En 2018, le nouveau film de Ryūsuke Hamaguchi, Asako I & II, faisait grande impression à Cannes lors de sa projection en sélection officielle. Le réalisateur japonais, notamment connu en France pour Senses, un long-métrage de cinq heures qui dresse un subtil et sublime portrait de la vie quotidienne de quatre femmes à Kobe, s’intéresse une nouvelle fois aux relations intimes et amoureuses, dans un monde contemporain où l’individu est étroitement lié à la société.

Dans une narration en deux actes, Ryūsuke Hamaguchi promène le spectateur dans la banlieue proche d’Osaka avec ses rizières et ses petites maisons individuelles à l’ossature en bois, puis dans les petits recoins de Tokyo peu fréquentés, aux appartements étroits et minimalistes qui fonctionnent comme des espaces intimes où les sentiments se déploient dans un éloquent silence. Le film se divise en deux temps, comme l’indique le titre, et suit les aventures amoureuses de la jeune Asako. Sa vie bascule lorsqu’elle se rend à une exposition de photographies à Osaka, où elle remarque Baku, un jeune garçon ténébreux et mystérieux sous sa mèche brune qui lui cache les yeux. Leur rencontre est filmée comme un coup de foudre : échange de regards, ralenti, le voici qui court vers elle, et les voilà qui tombent dans les bras l’un de l’autre. Il finit par disparaître, du jour au lendemain, sans prévenir, laissant Asako éperdument amoureuse et marquant ainsi la fin du premier acte, quelques mois expédiés en une vingtaine de minutes à peine.

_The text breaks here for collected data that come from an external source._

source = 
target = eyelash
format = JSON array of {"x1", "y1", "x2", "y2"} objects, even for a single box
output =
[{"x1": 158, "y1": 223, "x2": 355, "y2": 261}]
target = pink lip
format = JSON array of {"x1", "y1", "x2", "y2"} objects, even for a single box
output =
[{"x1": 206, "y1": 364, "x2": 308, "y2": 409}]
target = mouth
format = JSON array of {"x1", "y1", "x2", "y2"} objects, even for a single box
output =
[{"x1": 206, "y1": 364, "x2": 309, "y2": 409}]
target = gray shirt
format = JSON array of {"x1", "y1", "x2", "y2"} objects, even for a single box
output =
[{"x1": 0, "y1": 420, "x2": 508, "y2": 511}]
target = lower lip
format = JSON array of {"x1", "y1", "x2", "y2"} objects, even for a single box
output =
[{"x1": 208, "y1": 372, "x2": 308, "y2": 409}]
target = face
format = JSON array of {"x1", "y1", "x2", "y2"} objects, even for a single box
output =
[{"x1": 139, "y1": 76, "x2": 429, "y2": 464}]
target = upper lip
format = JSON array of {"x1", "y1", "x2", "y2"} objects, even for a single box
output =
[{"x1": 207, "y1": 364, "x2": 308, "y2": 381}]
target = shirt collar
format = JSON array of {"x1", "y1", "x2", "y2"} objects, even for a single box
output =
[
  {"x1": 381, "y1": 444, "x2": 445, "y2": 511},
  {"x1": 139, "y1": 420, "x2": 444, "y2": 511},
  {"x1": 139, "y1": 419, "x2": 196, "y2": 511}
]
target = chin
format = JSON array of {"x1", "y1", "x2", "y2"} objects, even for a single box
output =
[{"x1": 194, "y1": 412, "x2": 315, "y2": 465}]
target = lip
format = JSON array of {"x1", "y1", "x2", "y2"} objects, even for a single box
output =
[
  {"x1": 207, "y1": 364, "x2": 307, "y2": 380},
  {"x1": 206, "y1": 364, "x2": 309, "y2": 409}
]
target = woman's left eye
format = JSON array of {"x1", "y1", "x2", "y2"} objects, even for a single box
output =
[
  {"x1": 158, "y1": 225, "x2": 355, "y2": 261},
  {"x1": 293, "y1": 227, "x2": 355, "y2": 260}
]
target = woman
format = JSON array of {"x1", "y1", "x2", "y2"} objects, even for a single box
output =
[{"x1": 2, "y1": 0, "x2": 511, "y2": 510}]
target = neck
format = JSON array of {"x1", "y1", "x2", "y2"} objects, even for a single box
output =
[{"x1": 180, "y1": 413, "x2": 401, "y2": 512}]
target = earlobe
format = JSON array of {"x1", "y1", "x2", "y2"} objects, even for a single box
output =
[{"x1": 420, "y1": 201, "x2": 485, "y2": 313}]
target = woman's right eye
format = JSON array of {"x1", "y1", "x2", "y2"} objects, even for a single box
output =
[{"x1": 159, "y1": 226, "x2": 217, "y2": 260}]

Deux ans plus tard, le spectateur retrouve Asako à Tokyo. Elle est serveuse dans un petit café et rencontre un jeune salaryman, Ryōhei, bien rangé et bien fait, qui ressemble comme deux gouttes d’eau à Baku, et interprété par le même acteur. S’ensuit alors une histoire d’amour, légère et belle, un amour différent du premier, jusqu’à ce que Baku ressurgisse de nulle part.

Ryūsuke Hamaguchi peint avec justesse les relations humaines, d’une manière très intime et intimiste, avec une grande sensibilité. La forme elliptique du film et le découpage très fin permettent de laisser percevoir au mieux les changement et l’évolution des sentiments d’Asako, ainsi que les relations amoureuses et amicales entre les différents personnages. La grande simplicité apparente du film cache en réalité un jeu complexe et fait d’Asako un personnage à la psychologie changeante, double, insaisissable et oscillant entre deux amours où le second apparaît comme une variation du premier.

Le cheminement amoureux d’Asako s’inscrit aussi dans un lieu et un contexte particuliers : celui d’un Japon vieillissant, sujet aux tremblements de terre et qui doit sans cesse se relever après de terribles catastrophes. À plusieurs reprises, Asako et Ryōhei se rendent à Sendai pour faire du bénévolat et aider la population de cette ville du nord-est du Japon qui a été frappée par le séisme et le tsunami de 2011.

Ryūsuke Hamaguchi inscrit son récit dans le présent et veut saisir la vérité de l’instant, alors même que son personnage semble ailleurs, prisonnière de ses sentiments pour Baku et ses souvenirs avec lui qui sont devenus sa seule réalité, comme si elle était endormie. D’ailleurs, le titre japonais, Netemo sametemo (寝ても覚めても), signifie littéralement « Même si je dors, même si je suis éveillée ». Asako est un personnage double, qui oscille sans cesse entre des états qui paraissent hors du temps, en décalage, et des moments où le présent surgit pour la réveiller tout en la rattachant au passé. Avec Ryōhei, Asako semble répéter la même histoire, énigmatique et fascinante.

Asako I & II est un film d’une grande légèreté qui sait cependant porter un regard lucide sur le réel. À la fois réaliste et symbolique, Asako, touchante, doit finalement faire face à elle-même et se confronter au souvenir de son premier amour qu’elle porte en elle comme une marque indélébile.